Wednesday, July 11, 2007
Costs, Only Consumers can Reduce Costs, Why Selling of Innovations and Consumer-Driven Care as Reform Measures is So Hard
I support innovations and consumer-driven care as effective measures to cut costs and reform care. For in the end, only cost-conscious consumers can contain costs. As long as third parties promise comprehensive care with hidden or unknown costs to the consumer, health inflation will roar. Consumer-driven care is beginning to have an impact (there are now nearly 300 consumer-driven organizations, and employers offering nearly 700 different high deductible plan premiums), but that impact is marginal in the larger scheme of coverage.

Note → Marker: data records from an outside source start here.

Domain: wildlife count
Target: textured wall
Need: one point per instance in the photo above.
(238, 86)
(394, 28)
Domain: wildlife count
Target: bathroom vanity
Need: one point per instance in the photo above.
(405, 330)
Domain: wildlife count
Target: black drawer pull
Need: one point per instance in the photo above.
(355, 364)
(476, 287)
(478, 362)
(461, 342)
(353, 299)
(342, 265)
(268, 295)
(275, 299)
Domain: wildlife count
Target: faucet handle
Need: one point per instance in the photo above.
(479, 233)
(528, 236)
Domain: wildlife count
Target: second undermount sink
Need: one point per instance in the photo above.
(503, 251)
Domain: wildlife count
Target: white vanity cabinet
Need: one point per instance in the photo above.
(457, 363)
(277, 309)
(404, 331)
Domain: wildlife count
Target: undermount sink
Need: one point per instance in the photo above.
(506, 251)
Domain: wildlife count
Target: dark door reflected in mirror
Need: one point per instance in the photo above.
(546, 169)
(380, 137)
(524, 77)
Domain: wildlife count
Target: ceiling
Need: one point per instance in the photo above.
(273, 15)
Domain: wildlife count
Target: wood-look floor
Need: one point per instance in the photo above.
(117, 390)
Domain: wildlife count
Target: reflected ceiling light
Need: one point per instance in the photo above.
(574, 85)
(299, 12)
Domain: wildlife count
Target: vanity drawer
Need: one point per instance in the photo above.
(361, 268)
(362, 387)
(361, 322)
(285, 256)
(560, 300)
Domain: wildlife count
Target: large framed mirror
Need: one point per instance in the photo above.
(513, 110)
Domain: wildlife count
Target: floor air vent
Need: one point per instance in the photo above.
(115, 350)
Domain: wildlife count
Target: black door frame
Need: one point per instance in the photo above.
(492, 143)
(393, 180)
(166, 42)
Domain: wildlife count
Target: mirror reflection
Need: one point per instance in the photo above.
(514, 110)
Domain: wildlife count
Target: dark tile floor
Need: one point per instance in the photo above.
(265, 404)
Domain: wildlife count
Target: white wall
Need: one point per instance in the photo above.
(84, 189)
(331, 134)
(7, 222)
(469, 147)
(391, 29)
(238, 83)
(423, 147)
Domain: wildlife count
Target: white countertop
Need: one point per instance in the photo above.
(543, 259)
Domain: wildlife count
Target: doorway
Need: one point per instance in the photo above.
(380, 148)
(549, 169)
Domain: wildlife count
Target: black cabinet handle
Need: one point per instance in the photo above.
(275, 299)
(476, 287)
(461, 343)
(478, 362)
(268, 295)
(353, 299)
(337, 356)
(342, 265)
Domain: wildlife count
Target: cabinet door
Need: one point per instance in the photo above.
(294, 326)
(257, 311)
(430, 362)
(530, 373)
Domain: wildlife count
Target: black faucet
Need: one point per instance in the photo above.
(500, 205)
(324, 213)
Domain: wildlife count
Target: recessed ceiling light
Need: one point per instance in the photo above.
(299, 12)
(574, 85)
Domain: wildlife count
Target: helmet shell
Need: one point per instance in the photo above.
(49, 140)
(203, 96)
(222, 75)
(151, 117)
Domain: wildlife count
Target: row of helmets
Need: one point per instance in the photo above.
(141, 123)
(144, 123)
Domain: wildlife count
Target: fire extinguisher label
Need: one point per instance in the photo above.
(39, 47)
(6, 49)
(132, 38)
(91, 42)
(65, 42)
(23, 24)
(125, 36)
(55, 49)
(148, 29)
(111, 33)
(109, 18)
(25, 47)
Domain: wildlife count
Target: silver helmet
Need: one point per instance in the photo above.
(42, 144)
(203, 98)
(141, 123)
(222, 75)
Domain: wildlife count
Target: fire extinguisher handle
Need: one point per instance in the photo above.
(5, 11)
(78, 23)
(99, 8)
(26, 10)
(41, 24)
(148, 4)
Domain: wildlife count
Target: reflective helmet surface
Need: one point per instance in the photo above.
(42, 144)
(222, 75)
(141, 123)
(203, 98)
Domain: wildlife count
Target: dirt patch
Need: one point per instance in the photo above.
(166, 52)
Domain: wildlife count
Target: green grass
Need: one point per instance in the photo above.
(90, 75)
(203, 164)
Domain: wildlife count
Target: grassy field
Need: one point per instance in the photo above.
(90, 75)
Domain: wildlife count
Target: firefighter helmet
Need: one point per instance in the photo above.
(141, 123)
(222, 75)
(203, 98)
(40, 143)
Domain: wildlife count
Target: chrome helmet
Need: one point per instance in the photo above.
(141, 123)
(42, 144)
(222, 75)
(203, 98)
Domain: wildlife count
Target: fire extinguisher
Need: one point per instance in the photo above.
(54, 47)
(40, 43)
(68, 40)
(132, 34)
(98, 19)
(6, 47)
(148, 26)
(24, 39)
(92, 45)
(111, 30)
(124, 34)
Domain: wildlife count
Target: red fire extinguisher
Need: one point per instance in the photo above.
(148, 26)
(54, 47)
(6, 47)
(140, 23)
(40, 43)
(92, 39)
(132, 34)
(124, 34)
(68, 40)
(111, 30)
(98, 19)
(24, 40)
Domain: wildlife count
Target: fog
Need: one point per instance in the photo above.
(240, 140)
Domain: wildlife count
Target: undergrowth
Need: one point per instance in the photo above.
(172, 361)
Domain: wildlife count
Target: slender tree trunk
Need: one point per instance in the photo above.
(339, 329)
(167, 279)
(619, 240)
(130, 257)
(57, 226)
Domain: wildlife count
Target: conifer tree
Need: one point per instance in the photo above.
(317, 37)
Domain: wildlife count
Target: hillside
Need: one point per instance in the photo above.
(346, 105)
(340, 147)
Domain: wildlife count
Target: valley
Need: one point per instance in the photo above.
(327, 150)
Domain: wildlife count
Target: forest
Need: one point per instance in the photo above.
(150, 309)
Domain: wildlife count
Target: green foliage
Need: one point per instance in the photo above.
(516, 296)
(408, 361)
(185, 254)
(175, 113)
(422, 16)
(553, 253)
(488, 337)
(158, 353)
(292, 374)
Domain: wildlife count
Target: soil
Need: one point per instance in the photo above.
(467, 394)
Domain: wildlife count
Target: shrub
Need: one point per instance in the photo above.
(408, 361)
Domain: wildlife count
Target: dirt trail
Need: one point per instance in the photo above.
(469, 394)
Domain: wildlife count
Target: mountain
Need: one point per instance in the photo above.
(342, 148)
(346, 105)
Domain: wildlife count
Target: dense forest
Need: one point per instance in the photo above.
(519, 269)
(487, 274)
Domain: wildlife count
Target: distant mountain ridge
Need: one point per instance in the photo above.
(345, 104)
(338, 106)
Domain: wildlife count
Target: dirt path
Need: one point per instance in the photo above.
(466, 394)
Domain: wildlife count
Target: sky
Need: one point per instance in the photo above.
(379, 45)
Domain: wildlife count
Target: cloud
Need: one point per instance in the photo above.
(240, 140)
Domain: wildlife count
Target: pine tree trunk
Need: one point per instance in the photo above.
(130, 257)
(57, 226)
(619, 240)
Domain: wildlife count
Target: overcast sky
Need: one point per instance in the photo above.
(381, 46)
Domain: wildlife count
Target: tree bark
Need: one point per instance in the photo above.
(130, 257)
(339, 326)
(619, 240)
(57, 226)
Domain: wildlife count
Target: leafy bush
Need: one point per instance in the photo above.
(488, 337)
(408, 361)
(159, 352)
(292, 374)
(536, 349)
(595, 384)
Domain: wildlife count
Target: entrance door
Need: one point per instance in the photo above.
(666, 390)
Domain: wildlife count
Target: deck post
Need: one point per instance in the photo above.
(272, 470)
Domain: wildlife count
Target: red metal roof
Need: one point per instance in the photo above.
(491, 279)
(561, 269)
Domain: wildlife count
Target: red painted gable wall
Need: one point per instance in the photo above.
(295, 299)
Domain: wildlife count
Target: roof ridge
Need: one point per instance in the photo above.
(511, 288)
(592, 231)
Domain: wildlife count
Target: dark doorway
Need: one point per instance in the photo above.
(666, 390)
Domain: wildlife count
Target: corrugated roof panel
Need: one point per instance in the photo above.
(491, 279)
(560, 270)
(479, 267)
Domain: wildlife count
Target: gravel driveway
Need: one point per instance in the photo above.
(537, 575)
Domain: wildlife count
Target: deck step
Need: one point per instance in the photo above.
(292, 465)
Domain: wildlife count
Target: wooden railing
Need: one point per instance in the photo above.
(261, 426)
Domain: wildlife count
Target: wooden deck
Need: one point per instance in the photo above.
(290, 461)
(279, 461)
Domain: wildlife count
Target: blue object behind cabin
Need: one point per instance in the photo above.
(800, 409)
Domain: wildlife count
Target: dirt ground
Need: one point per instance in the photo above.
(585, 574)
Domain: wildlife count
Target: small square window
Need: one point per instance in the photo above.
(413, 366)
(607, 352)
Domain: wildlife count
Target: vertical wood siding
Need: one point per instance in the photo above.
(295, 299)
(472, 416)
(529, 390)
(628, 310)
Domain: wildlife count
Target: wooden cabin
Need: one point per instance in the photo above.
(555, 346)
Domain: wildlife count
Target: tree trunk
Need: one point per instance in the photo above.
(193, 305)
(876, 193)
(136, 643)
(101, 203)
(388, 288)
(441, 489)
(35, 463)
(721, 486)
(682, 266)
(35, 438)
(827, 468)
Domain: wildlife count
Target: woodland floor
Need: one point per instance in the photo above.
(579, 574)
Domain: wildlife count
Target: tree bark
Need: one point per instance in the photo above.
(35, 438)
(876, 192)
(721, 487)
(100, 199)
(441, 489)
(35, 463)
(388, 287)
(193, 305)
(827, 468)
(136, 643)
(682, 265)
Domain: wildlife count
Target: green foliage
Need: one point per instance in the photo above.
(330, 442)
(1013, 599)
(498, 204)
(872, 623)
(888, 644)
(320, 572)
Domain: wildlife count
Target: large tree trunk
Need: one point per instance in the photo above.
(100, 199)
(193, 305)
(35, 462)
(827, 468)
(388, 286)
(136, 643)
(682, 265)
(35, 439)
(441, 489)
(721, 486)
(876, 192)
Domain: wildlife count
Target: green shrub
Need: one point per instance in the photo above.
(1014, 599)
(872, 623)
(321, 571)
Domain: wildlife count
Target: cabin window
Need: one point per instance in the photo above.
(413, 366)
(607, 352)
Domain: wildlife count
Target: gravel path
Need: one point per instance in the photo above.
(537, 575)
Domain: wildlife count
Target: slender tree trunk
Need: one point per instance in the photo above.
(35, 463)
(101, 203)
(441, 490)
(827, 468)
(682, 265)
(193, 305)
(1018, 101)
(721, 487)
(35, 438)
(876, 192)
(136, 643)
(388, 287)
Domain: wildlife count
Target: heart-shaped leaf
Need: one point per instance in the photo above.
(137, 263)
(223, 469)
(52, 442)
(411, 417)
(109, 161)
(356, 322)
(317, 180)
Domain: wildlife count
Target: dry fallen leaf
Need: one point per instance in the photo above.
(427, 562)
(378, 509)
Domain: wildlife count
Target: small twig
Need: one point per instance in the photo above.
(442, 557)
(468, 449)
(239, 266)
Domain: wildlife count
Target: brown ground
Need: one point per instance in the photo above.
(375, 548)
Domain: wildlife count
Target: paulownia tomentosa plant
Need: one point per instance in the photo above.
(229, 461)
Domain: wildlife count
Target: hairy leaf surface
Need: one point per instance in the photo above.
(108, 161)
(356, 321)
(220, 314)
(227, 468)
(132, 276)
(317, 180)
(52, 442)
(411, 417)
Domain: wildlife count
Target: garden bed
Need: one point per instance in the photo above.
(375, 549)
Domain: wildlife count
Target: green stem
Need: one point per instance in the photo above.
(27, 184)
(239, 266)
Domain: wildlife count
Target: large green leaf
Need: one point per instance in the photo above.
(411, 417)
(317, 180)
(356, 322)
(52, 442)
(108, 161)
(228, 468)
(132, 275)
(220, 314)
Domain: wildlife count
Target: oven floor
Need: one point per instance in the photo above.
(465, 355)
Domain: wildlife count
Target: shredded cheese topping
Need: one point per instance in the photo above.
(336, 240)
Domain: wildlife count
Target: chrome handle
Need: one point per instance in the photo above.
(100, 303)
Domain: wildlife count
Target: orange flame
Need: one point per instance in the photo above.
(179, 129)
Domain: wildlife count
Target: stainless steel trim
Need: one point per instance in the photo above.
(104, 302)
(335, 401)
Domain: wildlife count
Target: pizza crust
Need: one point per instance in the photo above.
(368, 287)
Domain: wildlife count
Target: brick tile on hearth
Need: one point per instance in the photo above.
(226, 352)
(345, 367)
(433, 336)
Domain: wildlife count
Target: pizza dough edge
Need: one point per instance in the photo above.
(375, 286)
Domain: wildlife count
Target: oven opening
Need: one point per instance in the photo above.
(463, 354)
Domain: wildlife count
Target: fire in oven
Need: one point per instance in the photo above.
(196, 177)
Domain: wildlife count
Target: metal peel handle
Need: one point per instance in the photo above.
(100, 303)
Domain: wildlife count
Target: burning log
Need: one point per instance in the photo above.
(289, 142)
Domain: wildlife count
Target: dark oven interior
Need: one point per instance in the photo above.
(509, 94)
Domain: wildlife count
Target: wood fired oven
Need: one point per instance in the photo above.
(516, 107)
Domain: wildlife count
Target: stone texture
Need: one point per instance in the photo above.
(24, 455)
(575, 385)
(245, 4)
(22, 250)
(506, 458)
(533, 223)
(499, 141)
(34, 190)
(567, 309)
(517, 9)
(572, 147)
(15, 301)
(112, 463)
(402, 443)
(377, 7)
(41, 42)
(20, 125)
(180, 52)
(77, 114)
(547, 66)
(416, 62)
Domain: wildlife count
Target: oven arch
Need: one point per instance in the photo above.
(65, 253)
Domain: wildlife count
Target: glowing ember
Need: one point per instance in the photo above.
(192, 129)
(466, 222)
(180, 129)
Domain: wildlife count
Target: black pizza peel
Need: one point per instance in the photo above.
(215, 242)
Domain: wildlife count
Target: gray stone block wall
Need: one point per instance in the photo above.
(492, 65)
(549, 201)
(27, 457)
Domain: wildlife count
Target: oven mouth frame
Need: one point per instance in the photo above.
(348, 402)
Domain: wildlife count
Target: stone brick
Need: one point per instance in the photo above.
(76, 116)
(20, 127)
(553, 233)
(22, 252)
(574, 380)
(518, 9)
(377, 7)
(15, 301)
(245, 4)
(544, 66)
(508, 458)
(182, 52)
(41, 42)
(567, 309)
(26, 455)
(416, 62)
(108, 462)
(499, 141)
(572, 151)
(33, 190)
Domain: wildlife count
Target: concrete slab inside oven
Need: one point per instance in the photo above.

The political voice of consumer advocates is small. Proponents of universal coverage have a strong emotional argument combining pleas for compassion and equity. Unfortunately, as every reform minded politician and crusader for universal coverage now knows – from presidential candidates to governors of Massachusetts, California, Illinois, and Pennsylvania - you can’t reform care unless you first bring down costs, or you will overwhelm the Federal and State budgets. Superimposing single-payer on the present system will not work without first cutting costs.
No Quick Fix
There is, in short, no quick fix, at either the State or national level.(1) Because of their diversities and variation in the number of uninsured, and lack of resources, State-based universal coverage plans may not be the “laboratories of democracy” that will serve as models for national reform (2) In the reform process, reform experiences everywhere indicate you will alienate hospital, physician, health plan, business communities, and even those who are uninsured and don’t want to be obligated to pay for insurance. Participation of these parties is necessary for reform to succeed. When stakeholders’ oxen get gored, health reform may end up stillborn.
Innovation and Consumer-Participation Needed
Proposals to cut costs need innovation and consumer participation.. Some proposals to cut costs involve innovation and consumer-participation, some do not.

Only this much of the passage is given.